High-density strata title communities comprise a growing new form of local democracy.
The various components of these increasingly popular apartment and townhouse communities, including the executive committees elected to preside over them and the strata managers responsible for supporting the administration of the community, are often in the news. So too are the developers that build them.
The news is often negative, including various sorts of commercial malpractice, bullying and conflict between owners.
These communities provide a terrific introduction to the pros and cons of local democracy.
Strata title properties are ones in which the title is divided between a number of units, as small as two and as large as several hundred. The growth of medium and high density living in all Australian cities means that more and more people are living cheek by jowl in such communities.
One in five Australians may now live in strata title schemes. One estimate for NSW is that there are 60,000 schemes, including 600,000 units and many more individuals.
Not only must such people manage relations between themselves and their own properties, but they have to jointly manage common property such as the buildings, gardens, hallways, and parking spots, not to mention pools and spas and community living rules.
These modern style communities are just like old-style villages and towns. They include just as many people as many small towns dotted around Australia. But relations are more intensive. For the owners and tenants of strata title schemes this is where their lives meet politics and democracy. Their scheme becomes more important to them than most contact with local, state or federal government.
Surveys show that whatever the level of democracy, citizens exhibit similar characteristics. These include limited knowledge and interest, suspicion of office-holders, assertions of self-interest and communication difficulties.
In strata title democracy many participants know one other personally and live side by side. Strata titles also have a number of special characteristics, such as absent owners and transient tenants, making democratic processes more difficult. Often the tenants outnumber the owner occupiers.
But the characters of wider Australian democracy are evident in strata title democracy. These include the good citizens, the articulate, the disadvantaged, the petty dictators and the squeaky wheels.
Like macro democracy the politics of strata titles is more about effective day to day administration than major contentious disagreements. But it is still a great introduction to democratic politics. The American political scientist Harold Lasswell 's description of politics as 'Who gets what, when and how' fits strata title politics beautifully.
There are great benefits in community living, including friendship, sharing and common purpose.

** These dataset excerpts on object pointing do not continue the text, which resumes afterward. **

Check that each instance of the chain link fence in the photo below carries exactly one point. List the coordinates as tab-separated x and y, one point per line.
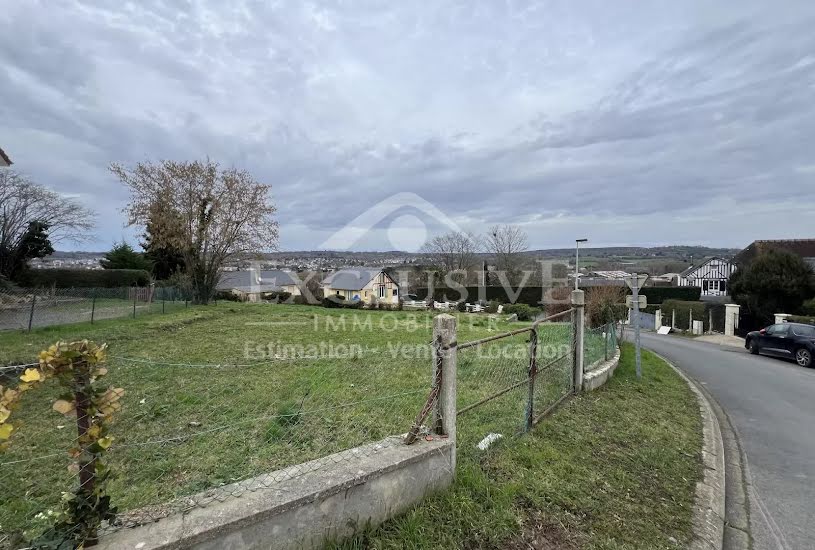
191	434
599	345
24	309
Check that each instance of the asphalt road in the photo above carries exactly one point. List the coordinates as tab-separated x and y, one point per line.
771	403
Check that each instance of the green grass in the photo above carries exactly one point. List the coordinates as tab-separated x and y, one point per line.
612	469
185	428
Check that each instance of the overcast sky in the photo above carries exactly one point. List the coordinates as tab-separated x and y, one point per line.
630	123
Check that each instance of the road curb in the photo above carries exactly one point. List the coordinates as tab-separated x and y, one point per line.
709	504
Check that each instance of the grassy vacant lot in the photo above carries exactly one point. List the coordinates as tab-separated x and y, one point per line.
214	395
613	469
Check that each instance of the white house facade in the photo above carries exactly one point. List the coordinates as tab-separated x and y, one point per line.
366	284
712	276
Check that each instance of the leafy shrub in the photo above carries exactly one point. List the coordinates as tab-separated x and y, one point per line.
605	304
659	294
340	302
523	311
806	319
492	307
97	278
227	296
684	309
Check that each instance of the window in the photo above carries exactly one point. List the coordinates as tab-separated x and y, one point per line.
804	330
777	330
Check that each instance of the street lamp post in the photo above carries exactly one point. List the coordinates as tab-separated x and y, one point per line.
577	259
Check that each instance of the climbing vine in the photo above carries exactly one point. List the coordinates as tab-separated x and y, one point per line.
78	367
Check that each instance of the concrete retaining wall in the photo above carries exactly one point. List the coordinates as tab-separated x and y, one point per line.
340	494
598	376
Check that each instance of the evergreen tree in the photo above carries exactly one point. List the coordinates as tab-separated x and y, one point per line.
166	260
777	281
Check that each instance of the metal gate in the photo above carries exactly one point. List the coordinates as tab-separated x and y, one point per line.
645	320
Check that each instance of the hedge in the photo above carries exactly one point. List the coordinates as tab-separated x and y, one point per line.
658	294
532	295
701	312
529	295
96	278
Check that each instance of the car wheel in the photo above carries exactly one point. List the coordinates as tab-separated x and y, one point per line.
803	357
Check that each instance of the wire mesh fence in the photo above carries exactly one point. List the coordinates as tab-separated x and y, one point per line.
599	345
507	383
24	309
188	435
192	433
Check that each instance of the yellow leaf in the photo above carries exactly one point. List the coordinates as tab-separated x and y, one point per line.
63	407
31	375
5	431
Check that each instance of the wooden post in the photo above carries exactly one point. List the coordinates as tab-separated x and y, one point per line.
533	371
578	304
31	314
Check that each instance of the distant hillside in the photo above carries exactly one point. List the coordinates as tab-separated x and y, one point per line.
678	251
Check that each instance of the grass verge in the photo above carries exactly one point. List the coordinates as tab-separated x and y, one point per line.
612	469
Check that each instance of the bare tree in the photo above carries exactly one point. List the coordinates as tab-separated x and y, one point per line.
25	204
210	215
455	250
507	243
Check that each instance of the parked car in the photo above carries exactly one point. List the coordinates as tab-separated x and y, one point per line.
791	340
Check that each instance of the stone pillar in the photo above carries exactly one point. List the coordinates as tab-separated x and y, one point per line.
578	304
731	319
444	334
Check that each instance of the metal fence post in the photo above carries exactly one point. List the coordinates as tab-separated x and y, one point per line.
578	303
533	371
444	334
31	314
93	304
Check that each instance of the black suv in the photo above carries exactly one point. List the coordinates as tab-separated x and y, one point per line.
790	340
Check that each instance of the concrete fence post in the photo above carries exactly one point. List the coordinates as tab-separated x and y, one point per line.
578	305
444	336
532	373
731	319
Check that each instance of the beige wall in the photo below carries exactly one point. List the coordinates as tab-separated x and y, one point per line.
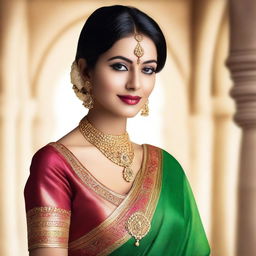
38	43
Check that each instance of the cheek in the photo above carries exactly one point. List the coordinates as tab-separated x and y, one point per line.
150	86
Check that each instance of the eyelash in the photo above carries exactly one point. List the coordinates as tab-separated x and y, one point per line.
115	65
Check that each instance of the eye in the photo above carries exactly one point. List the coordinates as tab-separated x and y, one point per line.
149	70
119	67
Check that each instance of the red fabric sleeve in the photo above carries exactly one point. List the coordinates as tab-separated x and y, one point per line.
47	198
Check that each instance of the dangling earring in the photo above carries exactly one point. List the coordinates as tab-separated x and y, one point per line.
145	109
88	99
82	89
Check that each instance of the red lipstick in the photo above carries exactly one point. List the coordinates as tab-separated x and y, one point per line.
129	99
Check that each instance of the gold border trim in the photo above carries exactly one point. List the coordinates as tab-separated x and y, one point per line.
86	177
142	197
48	227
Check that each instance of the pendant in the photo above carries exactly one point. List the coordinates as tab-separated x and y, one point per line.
127	174
138	225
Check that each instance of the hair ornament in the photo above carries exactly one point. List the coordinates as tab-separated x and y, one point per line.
138	51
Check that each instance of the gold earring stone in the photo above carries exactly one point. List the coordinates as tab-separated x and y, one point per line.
145	109
88	99
138	51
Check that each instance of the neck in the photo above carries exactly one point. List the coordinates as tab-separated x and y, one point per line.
107	123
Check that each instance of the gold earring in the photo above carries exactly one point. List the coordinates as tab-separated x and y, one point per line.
88	99
138	51
81	88
145	109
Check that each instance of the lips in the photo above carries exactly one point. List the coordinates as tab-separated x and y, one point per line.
129	99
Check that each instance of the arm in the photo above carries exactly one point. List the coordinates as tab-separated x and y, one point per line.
195	242
47	197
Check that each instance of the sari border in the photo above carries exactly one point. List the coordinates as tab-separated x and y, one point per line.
143	197
84	175
48	227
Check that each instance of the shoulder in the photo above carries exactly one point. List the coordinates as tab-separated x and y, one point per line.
169	161
165	153
47	159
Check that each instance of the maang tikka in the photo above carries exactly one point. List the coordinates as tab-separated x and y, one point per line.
138	51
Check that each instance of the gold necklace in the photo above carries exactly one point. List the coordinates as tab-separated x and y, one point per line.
117	148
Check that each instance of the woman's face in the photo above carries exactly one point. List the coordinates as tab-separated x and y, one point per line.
117	77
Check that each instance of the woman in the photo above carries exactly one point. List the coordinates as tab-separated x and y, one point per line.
94	192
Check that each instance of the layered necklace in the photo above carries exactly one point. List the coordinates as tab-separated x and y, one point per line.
117	148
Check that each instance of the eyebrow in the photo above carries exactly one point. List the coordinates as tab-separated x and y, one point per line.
130	61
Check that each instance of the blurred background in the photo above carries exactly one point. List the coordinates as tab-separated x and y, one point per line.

But living in a world of developers, strata managers, owners, tenants and real estate agents is often difficult too. There is lots of inter-personal conflict.
Anyone who lives, as I do, in such communities has far greater insight into the various elements of the real world of politics. There are strata title lessons in democracy about participation, leadership and making hard decisions.
Most participants lead busy, distracted lives with little time to invest in community processes. Australian politics copes with such disinterest by imposing compulsory voting but there is no such remedy within strata schemes. Absentee landlords, whose ownership is an investment rather than a life-style choice, rarely pull their weight. Their tenants are treated like aliens with no voting rights.
The leadership lesson is not just about the quality of leadership by body corporate committees but rather about how few people volunteer to take executive positions. Community organisations already know this lesson. Sometimes there is no one willing at all who hasn't done the job before.
In macro politics those who stand for election deserve more credit than they are often given because they are an equally small minority.
The final lesson is about just how hard it is to make big decisions because there are always losers and winners, those who can afford fees and expenses and those who cannot, and the usual problem of not enough money to go around. No wonder there is frequent recourse to legal advice, tribunals and courts to resolve disputes. Then the circle is completed between micro and macro politics.
John Warhurst is an Emeritus Professor of Political Science at the Australian National University and a Canberra Times columnist.